Le chapitre "Naufrage" du livre "Le bateau crash-test" - dans lequel le yacht s'échoue, brûle et explose entre autres - se termine par la conclusion qu'un film d'isolation correctement positionné, comme on peut en trouver pour 20 euros, colmate presque complètement une brèche. A condition - et c'est important - que le bateau ne se déplace pas dans l'eau.
L'explication simple est la pression de l'eau. Le film est placé par l'équipage au-dessus de la fuite et la pression fait le reste. La manipulation d'une voile d'avarie n'est toutefois pas facile et doit donc être exercée.
La meilleure façon de colmater la brèche dépend des circonstances, de l'équipement et, surtout, de l'imagination et de l'habileté de l'équipage.
L'étape suivante consiste à dégager la surface autour de la fuite à l'intérieur du bateau. Il peut à nouveau être nécessaire d'utiliser une scie ou une hache. La meilleure façon de colmater l'ouverture dépend des circonstances, de l'équipement et, surtout, de l'imagination et de l'habileté de l'équipage ; il n'y a pas de voie royale. Et le crash-test a montré que même parmi les pièces d'équipement disponibles dans le commerce, aucune ne convient comme solution standard.

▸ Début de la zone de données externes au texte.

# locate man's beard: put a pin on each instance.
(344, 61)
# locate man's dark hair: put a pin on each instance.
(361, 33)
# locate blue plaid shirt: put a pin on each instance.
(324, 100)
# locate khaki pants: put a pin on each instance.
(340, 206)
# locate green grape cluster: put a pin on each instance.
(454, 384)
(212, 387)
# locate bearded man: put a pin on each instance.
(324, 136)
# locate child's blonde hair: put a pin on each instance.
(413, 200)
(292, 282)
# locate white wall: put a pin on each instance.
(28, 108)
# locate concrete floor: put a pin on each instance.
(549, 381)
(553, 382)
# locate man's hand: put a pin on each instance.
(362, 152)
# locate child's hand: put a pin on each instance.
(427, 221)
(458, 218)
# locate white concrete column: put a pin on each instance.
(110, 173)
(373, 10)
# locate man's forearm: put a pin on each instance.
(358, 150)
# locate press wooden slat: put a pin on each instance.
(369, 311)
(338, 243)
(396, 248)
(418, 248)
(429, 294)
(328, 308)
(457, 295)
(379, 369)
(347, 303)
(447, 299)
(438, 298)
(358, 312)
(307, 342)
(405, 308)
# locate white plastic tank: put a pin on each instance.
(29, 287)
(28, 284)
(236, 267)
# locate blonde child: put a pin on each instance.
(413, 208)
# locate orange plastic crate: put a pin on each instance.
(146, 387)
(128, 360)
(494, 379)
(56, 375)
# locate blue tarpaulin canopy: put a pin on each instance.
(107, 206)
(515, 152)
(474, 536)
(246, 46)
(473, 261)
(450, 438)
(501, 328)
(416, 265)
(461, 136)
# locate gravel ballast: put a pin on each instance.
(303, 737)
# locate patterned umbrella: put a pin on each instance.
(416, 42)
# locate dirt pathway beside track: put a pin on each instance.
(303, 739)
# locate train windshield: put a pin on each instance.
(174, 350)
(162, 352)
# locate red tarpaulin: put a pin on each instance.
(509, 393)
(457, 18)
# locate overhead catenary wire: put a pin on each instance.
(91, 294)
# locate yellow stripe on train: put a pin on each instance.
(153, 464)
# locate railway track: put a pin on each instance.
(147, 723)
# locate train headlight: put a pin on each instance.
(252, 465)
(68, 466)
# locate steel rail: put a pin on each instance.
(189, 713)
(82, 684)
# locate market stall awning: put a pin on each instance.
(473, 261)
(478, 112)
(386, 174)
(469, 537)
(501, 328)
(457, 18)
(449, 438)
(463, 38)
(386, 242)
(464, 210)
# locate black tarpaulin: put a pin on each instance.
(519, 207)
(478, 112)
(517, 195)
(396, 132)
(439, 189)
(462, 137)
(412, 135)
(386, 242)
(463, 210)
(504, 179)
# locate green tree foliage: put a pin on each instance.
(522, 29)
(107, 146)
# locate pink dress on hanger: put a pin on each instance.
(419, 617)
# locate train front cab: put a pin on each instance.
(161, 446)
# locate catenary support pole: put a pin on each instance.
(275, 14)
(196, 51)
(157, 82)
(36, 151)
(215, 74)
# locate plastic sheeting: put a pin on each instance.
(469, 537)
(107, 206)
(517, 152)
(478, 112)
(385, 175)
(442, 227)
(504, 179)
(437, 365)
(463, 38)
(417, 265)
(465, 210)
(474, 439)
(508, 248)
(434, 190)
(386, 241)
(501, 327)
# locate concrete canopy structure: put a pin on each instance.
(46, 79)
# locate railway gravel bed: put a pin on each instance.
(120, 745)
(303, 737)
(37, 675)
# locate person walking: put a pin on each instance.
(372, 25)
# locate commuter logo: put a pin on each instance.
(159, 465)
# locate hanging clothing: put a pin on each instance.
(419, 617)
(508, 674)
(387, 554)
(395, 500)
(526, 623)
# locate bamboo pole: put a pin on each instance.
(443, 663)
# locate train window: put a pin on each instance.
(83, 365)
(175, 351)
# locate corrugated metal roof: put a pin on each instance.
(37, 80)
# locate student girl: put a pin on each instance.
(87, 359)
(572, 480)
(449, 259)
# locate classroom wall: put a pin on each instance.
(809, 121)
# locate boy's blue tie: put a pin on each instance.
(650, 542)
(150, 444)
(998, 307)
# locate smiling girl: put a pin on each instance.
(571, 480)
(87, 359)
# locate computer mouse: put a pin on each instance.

L'idéal serait d'appliquer de l'intérieur un stratifié suffisamment solide avec de l'époxyde durcissant sous l'eau. Il est plus probable que l'on parvienne à colmater une grande surface à l'aide d'un tampon de fuite et de cales que l'on aura fabriqués soi-même. Là encore, l'équipage sera heureux de pouvoir se saisir d'une hache et d'une scie, car il faudra utiliser le second œuvre comme matériau, à moins que des bois carrés, des planches et des cales ne soient emportés à bord.
Même si le scénario de l'infiltration d'eau est associé au cliché de la force majeure, le propriétaire, la direction du navire et l'équipage peuvent contribuer en amont à éviter qu'une telle situation ne se produise. Ou, s'il se produit malgré tout, qu'il puisse être détecté à temps et combattu rapidement et efficacement. Cela commence par un briefing intensif sur la sécurité avant le départ. Ensuite, les membres de l'équipage doivent savoir où se trouvent les passages de bord, où est rangé l'équipement d'urgence et comment l'utiliser. L'utilisation des pompes et des voiles d'avarie devrait également être entraînée à cette occasion.
En cas d'urgence, il est essentiel que chaque personne à bord sache ce qu'elle doit faire.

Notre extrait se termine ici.